悪性黒色腫は皮膚がんのひとつで、黒色腫またはメラノーマと呼ばれることもあります。メラノサイトと呼ばれる色素をつくる細胞またはほくろの細胞(母斑細胞)が悪性化し、悪性黒色腫になる一歩手前の状態が存在しますが、その状態は悪性黒色腫前駆症と呼ばれています。皮膚がんは前駆症の状態、もしくは早期の悪性黒色腫の状態で発見することが重要です。皮膚は身体の表面にあるので、日頃から注意すれば自分か家族により早期発見することが可能ですが、普通のほくろと悪性黒色腫を区別することは非常に難しいです。訓練を積んだ皮膚科医でさえも、メラノーマの診断精度が80%を超えることはめったにありませんでした。

解決方法

ドイツがん研究センターなどで構成される研究チームは、ドイツの12の大学病院の皮膚科専門医157人と、AIによるメラノーマ(悪性黒色腫)の診断精度比較を行いました。12378枚のダーモスコピー(皮膚の腫瘍やホクロなどの色素病変をみる際に特殊な使われる特殊な拡大鏡)画像から畳み込みニューラルネットワーク(CNN)を利用して構築したアルゴリズムの有効性を検証しました。

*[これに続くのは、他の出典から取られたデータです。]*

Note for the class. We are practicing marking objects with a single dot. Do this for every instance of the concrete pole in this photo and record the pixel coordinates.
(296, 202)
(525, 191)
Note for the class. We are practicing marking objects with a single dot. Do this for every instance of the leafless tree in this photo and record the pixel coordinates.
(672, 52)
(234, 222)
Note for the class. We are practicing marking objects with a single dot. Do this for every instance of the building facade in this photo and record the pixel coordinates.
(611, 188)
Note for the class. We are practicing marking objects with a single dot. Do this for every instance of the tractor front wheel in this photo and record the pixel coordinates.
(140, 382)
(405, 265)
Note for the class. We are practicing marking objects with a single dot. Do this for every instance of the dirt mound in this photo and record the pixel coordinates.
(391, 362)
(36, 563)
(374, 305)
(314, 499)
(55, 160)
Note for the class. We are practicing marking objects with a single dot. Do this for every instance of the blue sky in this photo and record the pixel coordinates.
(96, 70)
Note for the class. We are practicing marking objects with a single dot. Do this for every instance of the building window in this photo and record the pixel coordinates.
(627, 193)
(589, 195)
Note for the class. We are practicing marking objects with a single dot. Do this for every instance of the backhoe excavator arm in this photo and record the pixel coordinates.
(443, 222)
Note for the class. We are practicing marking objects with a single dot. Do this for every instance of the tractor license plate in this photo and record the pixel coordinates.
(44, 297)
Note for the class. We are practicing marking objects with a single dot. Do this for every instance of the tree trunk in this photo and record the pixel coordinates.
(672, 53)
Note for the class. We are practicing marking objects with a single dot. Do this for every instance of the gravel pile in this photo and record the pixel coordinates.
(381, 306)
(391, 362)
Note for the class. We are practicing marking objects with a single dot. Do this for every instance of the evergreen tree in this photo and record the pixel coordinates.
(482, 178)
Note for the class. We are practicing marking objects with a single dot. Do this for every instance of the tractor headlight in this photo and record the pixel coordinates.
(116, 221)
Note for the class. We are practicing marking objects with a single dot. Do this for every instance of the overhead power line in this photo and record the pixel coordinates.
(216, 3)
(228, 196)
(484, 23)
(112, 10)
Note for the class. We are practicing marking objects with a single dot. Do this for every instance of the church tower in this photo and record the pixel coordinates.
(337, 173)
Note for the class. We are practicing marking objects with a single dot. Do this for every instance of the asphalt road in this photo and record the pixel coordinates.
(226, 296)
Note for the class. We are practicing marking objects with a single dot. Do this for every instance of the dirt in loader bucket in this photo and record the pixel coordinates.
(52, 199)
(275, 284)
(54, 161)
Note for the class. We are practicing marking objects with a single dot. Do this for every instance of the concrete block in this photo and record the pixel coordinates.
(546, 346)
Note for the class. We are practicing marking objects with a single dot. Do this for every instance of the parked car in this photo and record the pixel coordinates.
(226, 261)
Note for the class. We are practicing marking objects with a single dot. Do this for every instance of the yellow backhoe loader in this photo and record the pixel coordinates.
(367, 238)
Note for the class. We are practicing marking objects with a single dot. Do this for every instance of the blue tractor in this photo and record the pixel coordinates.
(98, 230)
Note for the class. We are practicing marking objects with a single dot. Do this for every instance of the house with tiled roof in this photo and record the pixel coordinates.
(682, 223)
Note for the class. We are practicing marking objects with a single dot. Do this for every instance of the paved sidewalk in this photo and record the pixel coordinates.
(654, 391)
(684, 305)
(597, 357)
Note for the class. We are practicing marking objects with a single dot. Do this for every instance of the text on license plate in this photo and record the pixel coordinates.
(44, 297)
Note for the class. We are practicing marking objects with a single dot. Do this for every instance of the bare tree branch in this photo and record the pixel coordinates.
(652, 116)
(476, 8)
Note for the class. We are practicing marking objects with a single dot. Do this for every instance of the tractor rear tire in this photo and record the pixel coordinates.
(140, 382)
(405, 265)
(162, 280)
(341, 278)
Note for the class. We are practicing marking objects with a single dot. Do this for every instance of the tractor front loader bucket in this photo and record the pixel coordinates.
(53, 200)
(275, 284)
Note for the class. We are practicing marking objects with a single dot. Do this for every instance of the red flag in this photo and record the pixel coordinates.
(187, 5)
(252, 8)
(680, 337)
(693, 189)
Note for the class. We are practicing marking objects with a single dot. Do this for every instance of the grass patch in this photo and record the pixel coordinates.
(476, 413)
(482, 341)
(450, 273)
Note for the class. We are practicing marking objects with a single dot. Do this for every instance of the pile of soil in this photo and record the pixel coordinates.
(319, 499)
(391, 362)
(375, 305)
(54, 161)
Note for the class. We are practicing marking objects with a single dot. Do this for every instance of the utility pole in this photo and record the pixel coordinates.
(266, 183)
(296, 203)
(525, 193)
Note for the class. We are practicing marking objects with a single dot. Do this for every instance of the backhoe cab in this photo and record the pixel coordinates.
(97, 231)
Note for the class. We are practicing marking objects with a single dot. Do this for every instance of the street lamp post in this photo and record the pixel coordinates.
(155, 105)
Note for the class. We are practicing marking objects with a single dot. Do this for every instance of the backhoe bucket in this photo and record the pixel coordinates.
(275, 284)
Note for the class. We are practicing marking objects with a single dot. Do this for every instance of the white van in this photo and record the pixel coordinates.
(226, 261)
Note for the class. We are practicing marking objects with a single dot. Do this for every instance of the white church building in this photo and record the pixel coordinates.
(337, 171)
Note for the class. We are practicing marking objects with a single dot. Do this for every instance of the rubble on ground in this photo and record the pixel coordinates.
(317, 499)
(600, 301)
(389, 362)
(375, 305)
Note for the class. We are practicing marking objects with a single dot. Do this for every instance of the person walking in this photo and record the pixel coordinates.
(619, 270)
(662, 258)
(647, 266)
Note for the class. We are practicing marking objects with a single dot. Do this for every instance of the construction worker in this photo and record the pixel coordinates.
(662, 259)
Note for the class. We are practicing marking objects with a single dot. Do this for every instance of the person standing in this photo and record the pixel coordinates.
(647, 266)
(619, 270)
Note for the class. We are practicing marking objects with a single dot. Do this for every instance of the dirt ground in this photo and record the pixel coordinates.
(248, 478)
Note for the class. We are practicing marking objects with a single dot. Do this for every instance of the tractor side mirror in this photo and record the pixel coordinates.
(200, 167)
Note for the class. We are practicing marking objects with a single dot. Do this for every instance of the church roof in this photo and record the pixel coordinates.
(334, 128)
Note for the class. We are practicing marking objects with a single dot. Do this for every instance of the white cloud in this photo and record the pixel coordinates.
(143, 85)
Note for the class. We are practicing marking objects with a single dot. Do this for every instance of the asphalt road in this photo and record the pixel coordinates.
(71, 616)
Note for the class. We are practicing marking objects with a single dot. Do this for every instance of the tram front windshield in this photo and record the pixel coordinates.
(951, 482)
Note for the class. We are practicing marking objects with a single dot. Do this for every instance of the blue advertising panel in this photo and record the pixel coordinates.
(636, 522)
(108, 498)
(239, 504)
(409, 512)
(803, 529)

アルゴリズムを開発するためのメラノーマおよび異型母斑のダーモスコピック画像は、International Skin Imaging Collaboration(ISIC)画像アーカイブから入手しました。この画像アーカイブには、2018年10月17日では、合計2169の黒色腫および18,566の異型母斑が含まれています。

CNNのパフォーマンスと157人の皮膚科医のパフォーマンスを比較するために、メラノーマおよび異型母斑の100枚の画像の試験セットを作成しました。テストセットの作成における偏りを避けるために、ISICアーカイブ内のすべての異型母斑から80、黒色腫から20のテスト画像を選択するランダムジェネレータを実装しました。
ディープニューラルネットワークによる皮膚科医のパフォーマンスは、感度、特異度、および皮膚科医の動作特性の観点から測定されました。

どうなったか

皮膚科医136名による診断が平均感度(がんのある者を「陽性」と正しく判定する割合)74.1%、平均特異度(がんのない者を「陰性」と正しく判定する場合)60%に対して、AIはそれぞれ86.5%、87.5%という高い診断精度を示しました。

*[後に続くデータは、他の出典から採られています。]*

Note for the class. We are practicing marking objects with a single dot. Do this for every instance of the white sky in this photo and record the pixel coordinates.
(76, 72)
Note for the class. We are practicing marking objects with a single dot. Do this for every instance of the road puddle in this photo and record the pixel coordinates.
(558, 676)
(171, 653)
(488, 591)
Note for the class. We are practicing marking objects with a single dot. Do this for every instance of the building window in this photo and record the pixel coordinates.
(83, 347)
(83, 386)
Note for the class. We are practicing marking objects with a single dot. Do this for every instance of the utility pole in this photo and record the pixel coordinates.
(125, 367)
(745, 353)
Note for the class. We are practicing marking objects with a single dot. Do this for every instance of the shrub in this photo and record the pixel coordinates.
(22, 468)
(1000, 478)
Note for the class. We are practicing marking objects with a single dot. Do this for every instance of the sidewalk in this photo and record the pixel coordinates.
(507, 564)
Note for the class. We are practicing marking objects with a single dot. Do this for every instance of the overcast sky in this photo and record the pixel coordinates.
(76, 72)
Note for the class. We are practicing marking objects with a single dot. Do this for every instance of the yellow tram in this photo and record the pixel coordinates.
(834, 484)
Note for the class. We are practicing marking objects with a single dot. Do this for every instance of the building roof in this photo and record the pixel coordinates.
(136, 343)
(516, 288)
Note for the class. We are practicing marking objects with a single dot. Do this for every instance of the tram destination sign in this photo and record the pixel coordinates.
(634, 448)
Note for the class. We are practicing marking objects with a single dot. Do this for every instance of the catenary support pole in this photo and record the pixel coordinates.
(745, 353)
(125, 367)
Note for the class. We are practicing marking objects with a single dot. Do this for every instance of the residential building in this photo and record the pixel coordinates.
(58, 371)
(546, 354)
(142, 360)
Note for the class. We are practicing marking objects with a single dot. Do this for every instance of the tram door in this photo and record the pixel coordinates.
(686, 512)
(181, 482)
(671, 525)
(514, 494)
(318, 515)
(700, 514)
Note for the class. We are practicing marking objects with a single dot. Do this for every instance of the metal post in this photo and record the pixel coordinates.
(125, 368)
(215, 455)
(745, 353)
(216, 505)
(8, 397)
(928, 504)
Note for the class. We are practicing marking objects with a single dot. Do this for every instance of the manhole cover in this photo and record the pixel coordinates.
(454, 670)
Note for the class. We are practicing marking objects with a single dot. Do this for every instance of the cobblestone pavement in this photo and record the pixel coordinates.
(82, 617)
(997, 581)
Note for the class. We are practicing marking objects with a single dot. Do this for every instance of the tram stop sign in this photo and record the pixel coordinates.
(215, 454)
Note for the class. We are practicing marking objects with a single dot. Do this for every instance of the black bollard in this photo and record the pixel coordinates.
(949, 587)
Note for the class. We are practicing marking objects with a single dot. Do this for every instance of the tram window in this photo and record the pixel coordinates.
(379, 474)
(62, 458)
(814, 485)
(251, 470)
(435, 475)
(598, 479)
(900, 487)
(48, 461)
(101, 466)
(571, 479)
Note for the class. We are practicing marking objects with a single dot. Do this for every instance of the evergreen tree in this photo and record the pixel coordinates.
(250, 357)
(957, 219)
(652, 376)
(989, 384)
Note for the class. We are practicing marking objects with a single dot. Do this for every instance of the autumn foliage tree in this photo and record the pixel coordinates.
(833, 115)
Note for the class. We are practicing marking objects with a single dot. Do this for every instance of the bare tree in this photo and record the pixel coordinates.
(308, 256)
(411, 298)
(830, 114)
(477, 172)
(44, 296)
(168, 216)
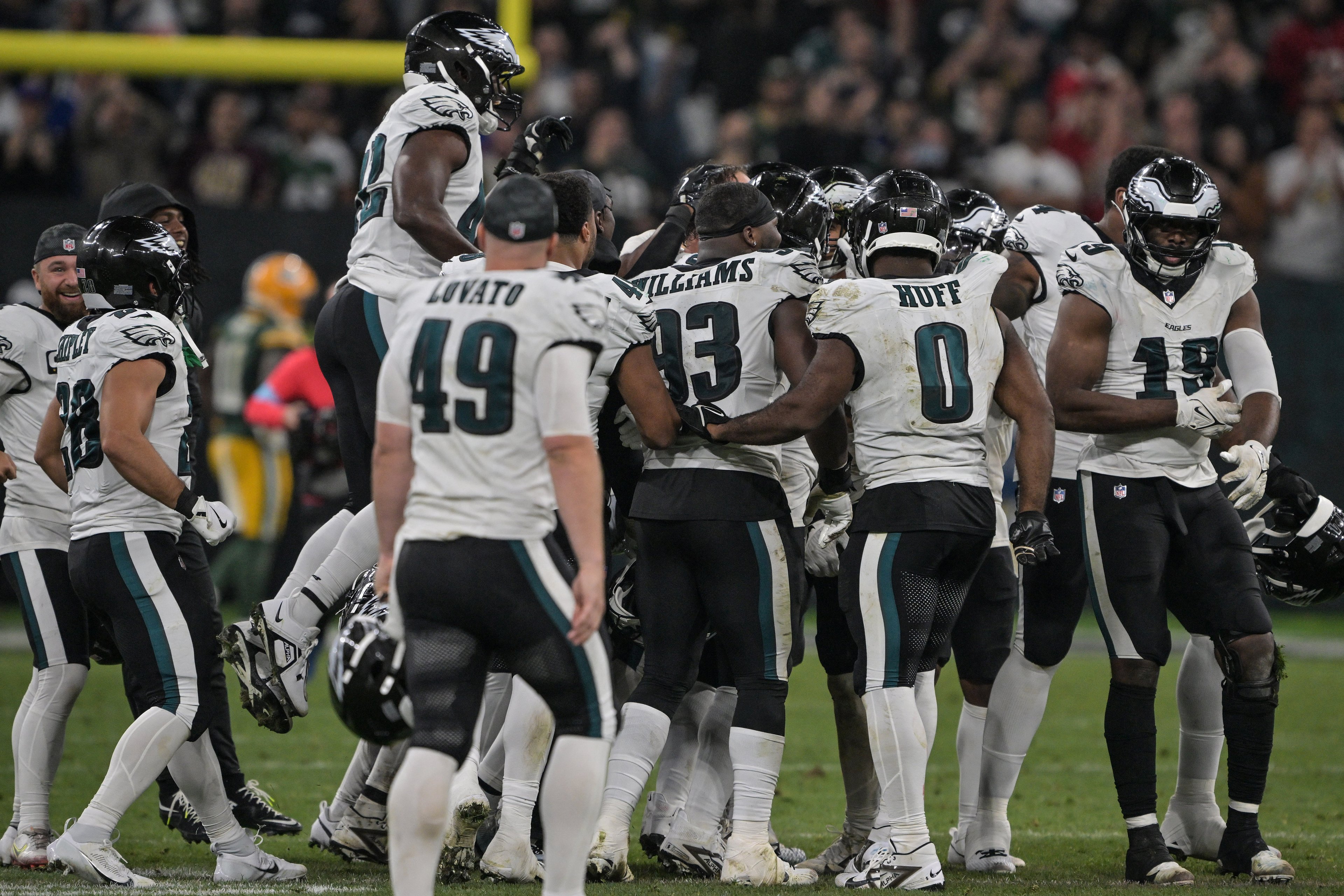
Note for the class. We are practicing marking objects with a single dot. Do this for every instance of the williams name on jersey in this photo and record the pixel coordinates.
(1164, 336)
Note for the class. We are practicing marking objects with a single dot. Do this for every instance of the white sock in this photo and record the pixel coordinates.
(756, 771)
(638, 746)
(385, 769)
(43, 739)
(1199, 700)
(15, 731)
(570, 808)
(355, 551)
(679, 753)
(926, 699)
(971, 739)
(1016, 706)
(143, 753)
(861, 782)
(899, 757)
(527, 733)
(311, 556)
(417, 820)
(357, 773)
(197, 770)
(713, 776)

ISICから得られた画像のみを使ってトレーニングされたCNNは、メラノーマ画像の分類において、すべてのカテゴリー(若年から主治医まで)の皮膚科医より優れていました。 調査結果は今後も慎重に検討が必要であるが、臨床診療において人工知能アルゴリズムが皮膚科医の黒色腫検出を助けることを示唆している、とドイツの研究チームは述べています。

まとめ

アンケートの様式が臨床現場に比べて皮膚科医のパフォーマンスに影響を及ぼしたかどうかが不明であることや、また、患者との対面によって画像のみよりわかることもあるなど、AIと皮膚科医を比較する今回の実験には限界がありました。しかし、機械学習で得られたデータも皮膚科医の診断材料に含めるなど、工夫の余地もあることから、これから臨床現場を変える手がかりとなり得る実験だったのではないかと考えられます。